Diese Verneigung der Politik ist mehr als angebracht. Die vielbeschworene Bürgergesellschaft war der Politik in der Flüchtlingskrise bisher immer einen Schritt voraus. Viele Deutsche, so scheint es, haben die Notwendigkeiten, die von der Fluchtwelle ausgehen, früher erkannt und vor allem akzeptiert als die Verantwortlichen in den Parlamenten und Behörden. Als sich die Vertreter von Bund, Ländern und Kommunen noch ums Geld stritten, hatten Bürger die Sache längst in die Hand genommen. In vielen Notunterkünften läuft ohne Ehrenamtliche nicht viel.
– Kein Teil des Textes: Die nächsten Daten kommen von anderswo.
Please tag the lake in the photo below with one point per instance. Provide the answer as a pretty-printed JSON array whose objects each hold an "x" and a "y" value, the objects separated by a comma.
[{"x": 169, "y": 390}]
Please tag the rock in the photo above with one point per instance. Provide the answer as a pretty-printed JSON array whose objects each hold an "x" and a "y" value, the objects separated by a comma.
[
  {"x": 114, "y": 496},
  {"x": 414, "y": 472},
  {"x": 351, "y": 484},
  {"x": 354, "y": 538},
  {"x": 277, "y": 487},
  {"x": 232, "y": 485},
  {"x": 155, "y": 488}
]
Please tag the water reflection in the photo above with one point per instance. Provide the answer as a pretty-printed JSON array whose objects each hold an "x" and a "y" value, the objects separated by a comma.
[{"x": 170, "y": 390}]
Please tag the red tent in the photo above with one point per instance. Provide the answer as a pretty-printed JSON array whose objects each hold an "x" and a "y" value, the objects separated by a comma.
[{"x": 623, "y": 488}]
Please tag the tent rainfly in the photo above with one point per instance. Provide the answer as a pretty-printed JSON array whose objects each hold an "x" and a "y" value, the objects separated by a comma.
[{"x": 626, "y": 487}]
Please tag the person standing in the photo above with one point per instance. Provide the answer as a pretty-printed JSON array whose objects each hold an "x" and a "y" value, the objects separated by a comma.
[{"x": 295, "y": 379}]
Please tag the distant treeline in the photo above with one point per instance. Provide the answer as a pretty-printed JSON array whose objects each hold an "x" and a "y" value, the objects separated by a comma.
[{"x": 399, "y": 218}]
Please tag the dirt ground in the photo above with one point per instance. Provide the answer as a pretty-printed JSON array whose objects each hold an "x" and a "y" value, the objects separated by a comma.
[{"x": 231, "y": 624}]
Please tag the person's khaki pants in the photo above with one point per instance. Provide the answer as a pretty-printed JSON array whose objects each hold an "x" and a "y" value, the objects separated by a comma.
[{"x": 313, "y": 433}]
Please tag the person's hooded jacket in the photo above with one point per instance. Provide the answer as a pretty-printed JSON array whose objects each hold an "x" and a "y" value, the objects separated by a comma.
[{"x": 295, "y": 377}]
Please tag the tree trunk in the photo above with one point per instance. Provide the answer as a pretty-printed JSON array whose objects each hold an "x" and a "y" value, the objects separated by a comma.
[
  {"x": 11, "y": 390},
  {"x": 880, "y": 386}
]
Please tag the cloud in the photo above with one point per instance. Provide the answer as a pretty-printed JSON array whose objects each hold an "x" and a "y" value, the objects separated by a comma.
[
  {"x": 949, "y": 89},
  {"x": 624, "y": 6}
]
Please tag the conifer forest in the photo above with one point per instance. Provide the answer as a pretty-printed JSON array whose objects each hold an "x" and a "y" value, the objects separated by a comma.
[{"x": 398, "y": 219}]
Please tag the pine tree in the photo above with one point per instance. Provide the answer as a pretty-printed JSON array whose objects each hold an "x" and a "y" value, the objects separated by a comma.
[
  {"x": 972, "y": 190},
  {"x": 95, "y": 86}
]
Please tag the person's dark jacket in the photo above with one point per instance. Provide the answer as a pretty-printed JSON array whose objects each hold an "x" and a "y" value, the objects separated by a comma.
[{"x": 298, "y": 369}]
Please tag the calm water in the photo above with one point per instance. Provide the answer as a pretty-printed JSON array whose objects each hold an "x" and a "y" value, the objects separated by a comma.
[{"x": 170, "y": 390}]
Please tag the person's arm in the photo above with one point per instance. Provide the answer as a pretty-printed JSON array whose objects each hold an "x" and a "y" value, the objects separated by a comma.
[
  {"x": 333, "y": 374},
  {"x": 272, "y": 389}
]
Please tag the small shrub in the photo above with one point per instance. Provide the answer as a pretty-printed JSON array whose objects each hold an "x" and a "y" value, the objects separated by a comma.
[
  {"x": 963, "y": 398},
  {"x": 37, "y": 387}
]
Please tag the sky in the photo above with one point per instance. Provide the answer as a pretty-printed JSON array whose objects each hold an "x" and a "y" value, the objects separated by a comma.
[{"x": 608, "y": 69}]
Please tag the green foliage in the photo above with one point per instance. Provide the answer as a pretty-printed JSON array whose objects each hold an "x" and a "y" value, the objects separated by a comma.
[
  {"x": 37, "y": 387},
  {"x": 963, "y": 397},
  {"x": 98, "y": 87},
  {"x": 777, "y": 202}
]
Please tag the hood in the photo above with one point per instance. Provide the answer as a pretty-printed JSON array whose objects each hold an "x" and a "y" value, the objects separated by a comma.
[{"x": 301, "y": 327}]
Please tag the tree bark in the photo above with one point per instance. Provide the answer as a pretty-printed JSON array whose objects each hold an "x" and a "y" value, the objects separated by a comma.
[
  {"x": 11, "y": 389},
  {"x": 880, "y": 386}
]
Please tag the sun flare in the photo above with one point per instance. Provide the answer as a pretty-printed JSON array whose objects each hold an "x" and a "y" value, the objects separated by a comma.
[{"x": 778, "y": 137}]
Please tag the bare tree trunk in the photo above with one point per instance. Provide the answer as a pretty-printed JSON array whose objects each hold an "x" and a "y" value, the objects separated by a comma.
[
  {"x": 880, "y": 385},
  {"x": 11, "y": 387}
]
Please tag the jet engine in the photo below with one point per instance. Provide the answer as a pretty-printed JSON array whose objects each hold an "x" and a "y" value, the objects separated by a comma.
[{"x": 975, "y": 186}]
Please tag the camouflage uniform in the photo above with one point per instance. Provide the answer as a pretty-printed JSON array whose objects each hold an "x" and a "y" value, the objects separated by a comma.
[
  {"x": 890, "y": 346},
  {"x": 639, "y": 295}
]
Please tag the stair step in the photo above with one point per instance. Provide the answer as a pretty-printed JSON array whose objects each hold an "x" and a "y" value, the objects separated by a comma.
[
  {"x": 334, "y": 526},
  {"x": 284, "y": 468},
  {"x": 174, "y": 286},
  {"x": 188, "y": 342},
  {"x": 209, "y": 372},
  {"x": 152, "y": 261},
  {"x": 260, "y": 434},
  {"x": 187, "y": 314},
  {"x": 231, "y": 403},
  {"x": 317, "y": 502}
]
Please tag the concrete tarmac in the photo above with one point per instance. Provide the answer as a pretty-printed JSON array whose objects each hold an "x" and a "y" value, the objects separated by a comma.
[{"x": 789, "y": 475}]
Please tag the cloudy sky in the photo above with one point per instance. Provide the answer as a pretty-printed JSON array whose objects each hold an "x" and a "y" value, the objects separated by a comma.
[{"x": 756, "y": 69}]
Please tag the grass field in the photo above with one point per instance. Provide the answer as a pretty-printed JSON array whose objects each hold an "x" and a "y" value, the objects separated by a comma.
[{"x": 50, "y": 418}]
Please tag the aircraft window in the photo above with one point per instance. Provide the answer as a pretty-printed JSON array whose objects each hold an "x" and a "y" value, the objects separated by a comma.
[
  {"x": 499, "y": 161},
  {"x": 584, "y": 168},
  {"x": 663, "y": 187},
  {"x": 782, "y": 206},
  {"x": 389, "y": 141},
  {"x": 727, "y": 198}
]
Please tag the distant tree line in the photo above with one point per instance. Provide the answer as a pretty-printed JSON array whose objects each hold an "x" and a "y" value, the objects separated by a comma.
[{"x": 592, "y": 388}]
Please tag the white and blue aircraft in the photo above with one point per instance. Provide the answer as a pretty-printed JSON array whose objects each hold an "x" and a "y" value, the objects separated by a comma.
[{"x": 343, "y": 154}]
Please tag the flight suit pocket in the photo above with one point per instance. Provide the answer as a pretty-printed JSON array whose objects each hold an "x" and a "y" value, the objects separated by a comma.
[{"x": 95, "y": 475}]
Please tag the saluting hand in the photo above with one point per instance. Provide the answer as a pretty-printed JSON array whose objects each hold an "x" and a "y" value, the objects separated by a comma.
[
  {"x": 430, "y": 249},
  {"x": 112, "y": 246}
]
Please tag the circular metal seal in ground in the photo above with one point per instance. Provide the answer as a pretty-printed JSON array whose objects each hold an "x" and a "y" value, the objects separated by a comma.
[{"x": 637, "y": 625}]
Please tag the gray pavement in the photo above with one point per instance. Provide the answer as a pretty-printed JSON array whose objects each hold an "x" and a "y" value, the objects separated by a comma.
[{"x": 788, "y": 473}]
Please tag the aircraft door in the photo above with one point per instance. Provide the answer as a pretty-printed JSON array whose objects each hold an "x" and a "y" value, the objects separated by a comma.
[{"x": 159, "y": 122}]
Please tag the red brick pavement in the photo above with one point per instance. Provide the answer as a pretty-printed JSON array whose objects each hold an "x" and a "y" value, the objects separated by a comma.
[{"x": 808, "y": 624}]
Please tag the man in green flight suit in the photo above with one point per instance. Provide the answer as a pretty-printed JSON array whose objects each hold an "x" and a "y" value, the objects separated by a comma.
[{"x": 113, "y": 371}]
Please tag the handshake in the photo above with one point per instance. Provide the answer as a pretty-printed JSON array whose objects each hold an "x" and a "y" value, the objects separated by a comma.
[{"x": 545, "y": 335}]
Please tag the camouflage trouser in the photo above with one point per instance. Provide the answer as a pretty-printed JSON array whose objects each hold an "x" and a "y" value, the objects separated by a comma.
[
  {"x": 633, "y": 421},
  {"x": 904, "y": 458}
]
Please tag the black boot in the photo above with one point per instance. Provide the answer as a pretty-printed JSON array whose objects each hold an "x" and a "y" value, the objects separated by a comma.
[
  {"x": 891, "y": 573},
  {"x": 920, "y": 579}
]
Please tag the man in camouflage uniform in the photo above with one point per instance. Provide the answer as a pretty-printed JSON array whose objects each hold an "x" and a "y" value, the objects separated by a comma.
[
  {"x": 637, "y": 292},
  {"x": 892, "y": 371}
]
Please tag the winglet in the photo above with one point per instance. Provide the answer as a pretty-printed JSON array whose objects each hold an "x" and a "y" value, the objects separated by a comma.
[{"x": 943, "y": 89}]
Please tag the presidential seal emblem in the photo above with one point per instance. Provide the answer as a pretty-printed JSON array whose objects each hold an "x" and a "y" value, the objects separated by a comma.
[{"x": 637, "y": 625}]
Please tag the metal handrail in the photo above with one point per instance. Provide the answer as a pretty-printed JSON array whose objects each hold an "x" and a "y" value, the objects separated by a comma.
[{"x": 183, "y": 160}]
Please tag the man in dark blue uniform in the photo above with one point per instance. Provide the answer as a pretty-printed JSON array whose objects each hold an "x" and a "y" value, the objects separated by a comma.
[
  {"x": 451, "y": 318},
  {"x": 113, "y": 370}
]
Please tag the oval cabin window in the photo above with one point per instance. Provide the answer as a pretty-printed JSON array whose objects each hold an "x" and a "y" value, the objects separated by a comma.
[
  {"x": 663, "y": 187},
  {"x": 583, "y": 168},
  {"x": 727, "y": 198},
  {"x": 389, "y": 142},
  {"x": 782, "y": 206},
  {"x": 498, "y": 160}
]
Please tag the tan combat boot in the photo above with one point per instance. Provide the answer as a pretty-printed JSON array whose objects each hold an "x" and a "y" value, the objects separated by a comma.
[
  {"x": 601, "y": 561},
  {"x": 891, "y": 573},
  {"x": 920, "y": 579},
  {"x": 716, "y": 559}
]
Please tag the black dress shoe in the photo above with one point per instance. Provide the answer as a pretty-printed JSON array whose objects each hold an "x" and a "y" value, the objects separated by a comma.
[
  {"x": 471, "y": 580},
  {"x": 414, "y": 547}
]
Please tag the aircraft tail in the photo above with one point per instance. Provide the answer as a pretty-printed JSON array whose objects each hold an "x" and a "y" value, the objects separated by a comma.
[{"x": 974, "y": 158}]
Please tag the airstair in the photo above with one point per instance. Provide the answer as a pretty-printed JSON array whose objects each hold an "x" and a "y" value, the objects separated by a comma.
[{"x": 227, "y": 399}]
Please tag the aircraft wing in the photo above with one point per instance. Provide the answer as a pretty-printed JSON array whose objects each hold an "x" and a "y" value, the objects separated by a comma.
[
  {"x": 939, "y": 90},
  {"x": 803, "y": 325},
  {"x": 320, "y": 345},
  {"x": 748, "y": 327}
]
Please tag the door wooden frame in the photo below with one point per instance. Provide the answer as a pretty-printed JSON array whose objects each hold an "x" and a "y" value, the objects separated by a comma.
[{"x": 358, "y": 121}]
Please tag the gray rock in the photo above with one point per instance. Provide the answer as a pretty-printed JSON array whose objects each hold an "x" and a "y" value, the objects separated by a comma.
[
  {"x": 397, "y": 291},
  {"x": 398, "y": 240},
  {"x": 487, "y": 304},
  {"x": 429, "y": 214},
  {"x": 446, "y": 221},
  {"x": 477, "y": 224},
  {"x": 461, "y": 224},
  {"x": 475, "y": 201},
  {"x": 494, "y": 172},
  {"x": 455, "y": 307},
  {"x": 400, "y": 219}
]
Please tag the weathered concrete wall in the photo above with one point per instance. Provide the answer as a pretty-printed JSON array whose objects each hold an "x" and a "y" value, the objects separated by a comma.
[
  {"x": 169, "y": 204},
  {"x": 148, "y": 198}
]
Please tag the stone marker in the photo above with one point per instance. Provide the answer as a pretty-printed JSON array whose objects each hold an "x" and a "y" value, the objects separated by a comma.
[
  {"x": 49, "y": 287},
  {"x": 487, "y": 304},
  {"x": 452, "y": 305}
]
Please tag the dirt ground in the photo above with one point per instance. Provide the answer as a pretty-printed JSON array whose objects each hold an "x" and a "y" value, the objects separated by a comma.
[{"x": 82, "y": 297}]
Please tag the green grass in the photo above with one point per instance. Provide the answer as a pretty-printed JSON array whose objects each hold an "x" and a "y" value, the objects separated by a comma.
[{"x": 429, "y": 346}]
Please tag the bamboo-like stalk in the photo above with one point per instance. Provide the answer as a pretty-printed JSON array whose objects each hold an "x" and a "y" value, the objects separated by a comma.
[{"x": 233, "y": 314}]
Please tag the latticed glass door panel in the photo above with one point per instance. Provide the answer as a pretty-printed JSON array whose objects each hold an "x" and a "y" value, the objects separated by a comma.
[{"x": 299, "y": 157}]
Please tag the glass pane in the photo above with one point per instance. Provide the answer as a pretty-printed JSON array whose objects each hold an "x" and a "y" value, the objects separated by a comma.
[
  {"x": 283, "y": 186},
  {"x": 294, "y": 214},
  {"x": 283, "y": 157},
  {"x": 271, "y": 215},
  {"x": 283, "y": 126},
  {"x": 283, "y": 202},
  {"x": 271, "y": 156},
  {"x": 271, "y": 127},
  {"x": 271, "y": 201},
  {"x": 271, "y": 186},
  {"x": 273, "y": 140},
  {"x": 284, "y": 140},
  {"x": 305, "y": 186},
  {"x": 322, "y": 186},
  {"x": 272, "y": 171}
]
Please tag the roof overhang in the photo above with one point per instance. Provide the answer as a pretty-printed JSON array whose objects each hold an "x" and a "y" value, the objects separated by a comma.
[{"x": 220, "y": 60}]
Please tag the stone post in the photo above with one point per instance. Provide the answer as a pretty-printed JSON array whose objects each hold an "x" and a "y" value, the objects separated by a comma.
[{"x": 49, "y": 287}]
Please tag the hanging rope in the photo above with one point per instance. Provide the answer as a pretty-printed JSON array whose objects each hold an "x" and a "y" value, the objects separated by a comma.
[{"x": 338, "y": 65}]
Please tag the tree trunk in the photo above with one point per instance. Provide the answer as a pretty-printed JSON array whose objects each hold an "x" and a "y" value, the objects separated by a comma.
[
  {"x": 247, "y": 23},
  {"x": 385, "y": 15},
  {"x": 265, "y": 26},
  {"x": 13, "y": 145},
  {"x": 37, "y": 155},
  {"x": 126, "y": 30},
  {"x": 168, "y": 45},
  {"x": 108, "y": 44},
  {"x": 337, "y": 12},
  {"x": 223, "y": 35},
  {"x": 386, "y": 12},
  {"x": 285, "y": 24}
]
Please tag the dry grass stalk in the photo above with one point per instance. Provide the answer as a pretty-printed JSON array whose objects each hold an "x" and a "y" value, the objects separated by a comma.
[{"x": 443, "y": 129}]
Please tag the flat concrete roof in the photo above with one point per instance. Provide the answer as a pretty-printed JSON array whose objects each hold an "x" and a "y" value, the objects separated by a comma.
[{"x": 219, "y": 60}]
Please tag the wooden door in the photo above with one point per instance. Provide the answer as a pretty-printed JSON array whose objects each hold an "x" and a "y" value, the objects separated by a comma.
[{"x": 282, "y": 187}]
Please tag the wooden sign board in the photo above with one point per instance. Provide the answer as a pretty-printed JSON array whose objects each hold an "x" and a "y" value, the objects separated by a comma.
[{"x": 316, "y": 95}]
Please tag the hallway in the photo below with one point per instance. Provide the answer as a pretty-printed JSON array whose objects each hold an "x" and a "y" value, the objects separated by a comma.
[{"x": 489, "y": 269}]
Hilfsorganisationen, Vereine, Feuerwehr oder einfach Nachbarschaften sorgen dafür, dass die Aufnahme in einem menschlichen Rahmen geschieht. Wenn es darum geht, die Flüchtlinge zu integrieren, wird sich der Staat auf die Ehrenamtlichen verlassen können. Ohne sie geht es nicht.

Auch das Ehrenamt aber hat Grenzen. Was ist, wenn der Winter kommt und der erste Schwung verflogen sein wird? Die staatlichen Institutionen müssen aufpassen, ihre freiwilligen Helfer nicht zu überfordern.

Berlin hat ein Instrument in der Hand, das bislang stiefmütterlich behandelt wurde: Der Bundesfreiwilligendienst, der den früheren Zivildienst ersetzt hat, ist eine wunderbare Möglichkeit, Freiwillige über einen längeren Zeitraum wirklich verlässlich einzubinden und ihnen zugleich mehr zu bieten als nur ein Schulterklopfen. Junge Leute, die nach der Schule etwas ausprobieren wollen, können dies in gesichertem Rahmen tun – mit einem Taschengeld, Einzahlungen in die Rentenkassen und mit einem Pluspunkt für das spätere Bewerbungsschreiben. Ältere Leute, die noch einmal eine Herausforderung suchen, können sie im Freiwilligendienst finden, ohne ganz auf einen Ausgleich zu verzichten.

Der Bund hat den Freiwilligendienst für die Flüchtlingskrise bislang nur zaghaft aufgestockt. Dies zu ändern wäre sinnvoller, als über die Verpflichtung von Langzeitarbeitslosen zu debattieren. Denn auch in diesem Fall gilt: Um Menschen kümmern sich diejenigen am besten, die es freiwillig tun.